Fin de vie: “Même une personne vulnérable, fragile, abîmée reste digne jusqu’au bout”

Publié le 15 Oct, 2012

Prendre soin des "personnes très âgées […] fatiguées de vivre" est "une situation que connaissent bien tous les gériatres". C’est à cette situation que le quotidien La Croix a choisi de s’intéresser dans le cadre de son dossier "Fin de vie".

"Ce n’est pas la peine de vous fatiguer, docteur. Je n’ai plus envie de vivre. Ce que je veux, c’est juste qu’on me laisse tranquille" est une phrase qu’entend souvent "un médecin [lorsqu’il] parle de soins, de traitements, parfois même d’avenir" à un patient âgé. A ce titre, le Dr Philippe Taurand, gériatre et chef du pôle de médecine interne à l’hôpital Simone Veil d’Eaubonne-Montmaurency, explique : "cela nous arrive régulièrement de voir des patients très âgés qui tiennent ce discours de renoncement à la vie.
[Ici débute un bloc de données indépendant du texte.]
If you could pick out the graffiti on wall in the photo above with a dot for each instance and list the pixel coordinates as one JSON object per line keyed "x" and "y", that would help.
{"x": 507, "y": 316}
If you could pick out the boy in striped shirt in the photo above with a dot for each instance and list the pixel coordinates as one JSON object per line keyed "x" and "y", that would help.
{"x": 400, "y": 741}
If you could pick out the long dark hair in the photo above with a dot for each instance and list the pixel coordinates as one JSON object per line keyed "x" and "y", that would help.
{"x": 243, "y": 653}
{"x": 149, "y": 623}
Et à chaque fois, c’est bien sûr une forte interpellation pour nous".
Mais de manière générale, "les gériatres s’accordent sur un point : chez les personnes très âgées, les demandes d’euthanasie restent rares […]. S’il faut toujours rester prudent face à ces sollicitations qui sont souvent fluctuantes", il ajoute : "nous avons tous connus des personnes qui, un jour, veulent mourir et qui, quelques jours plus tard, ne le souhaitent plus du tout". Ce constat, le Dr Elisabeth Quignard, gériatre et membre de l’unité de soins palliatifs de l’hôpital de Troyes, le confirme : "les vieillards qui disent ne plus avoir envie de vivre n’utilisent jamais ce mot d’euthanasie. Ils demandent à ‘en finir’… et tout notre travail est de comprendre ce qui, pour eux, doit finir. Souvent, alors, on se rend compte que ce qui les habite, c’est ce sentiment que cette période de la fin de vie dure longtemps. […]. C’est durant cette période, qu’en gériatrie nous appelons le ‘long mourir’, que ces gens très âgés expriment cette lassitude d’une existence devenue, à leurs yeux, inutile et vide de sens".

Christophe Trivalle, responsable de l’unité de soins de suite et de réadaptation pour les malades d’Alzheimer à l’hôpital Paul-Brousse à Villejuif, ajoute que "ce qui revient souvent, aussi, c’est ce sentiment d’être devenu une charge, de coûter cher à la ‘Sécu’ ou à la collectivité. Comme si ces patients avaient intégré ce discours si prégnant d’une société qui passe son temps à se demander ce que vont lui coûter ses ‘vieux’ ". Mais " derrière ces paroles de renoncement à la vie", la journaliste explique que "ces médecins du grand âge trouvent parfois autre chose. La peur, un jour, de souffrir sans pouvoir être soulagé. La peur, parfois, de cette solitude, compagne de tant d’années mais aujourd’hui vécue comme insupportable. La peur, enfin, pour certains de vivre une vieillesse dénuée de toute dignité". Mais dans ces cas, le Dr Elisabeth Quignard, explique : "notre rôle de médecins est de leur dire que même une personne vulnérable, fragile, abîmée reste digne jusqu’au bout. Parce que la dignité fait partie de son humanité".

Face à cette souffrance, "un [des] premiers reflexes [des médecins] est de voir si ces patients ne présentent pas un syndrome dépressif", car le Dr Elisabeth Quignard précise que "la dépression du sujet âgé est souvent trop méconnue. Il faut donc y être très attentif et ne pas hésiter à prescrire des antidépresseurs. Parfois on a vraiment de bonnes surprises avec des patients qui se remettent à aller nettement mieux", insistant également sur "la nécessité de prendre très au sérieux tout discours suicidaire". 
Confrontés à "ces patients qui n’ont plus le goût de la vie", la journaliste précise que les médecins "reconnaissent avec humilité [que] la médecine n’a pas de recette miracle à [leur] délivrer". Pour le Dr Taurand, "notre rôle est d’essayer de restaurer un climat de confiance, une relation à l’autre, de redonner du sens. Et, sans qu’on sache toujours pourquoi, on voit parfois des patients se remettre à espérer et se dire que la route va continuer encore un peu". Mais il ajoute que d’autres patients vont refuser "de continuer à prendre leur traitement voire parfois de s’alimenter" et, précise-t-il, "ces refus de soins laissent souvent mal à l’aise les soignants qui le vivent comme une remise en cause de la toute-puissance de la médecine […]". Pour le Dr Elisabeth Quignard "le devoir du médecin est de respecter la volonté du patient, y compris celle de ne plus être alimenté". Cependant, elle précise que "c’est important [que le patient] sache que, même si on cesse les traitements curatifs, on continuera à prendre soin de lui ".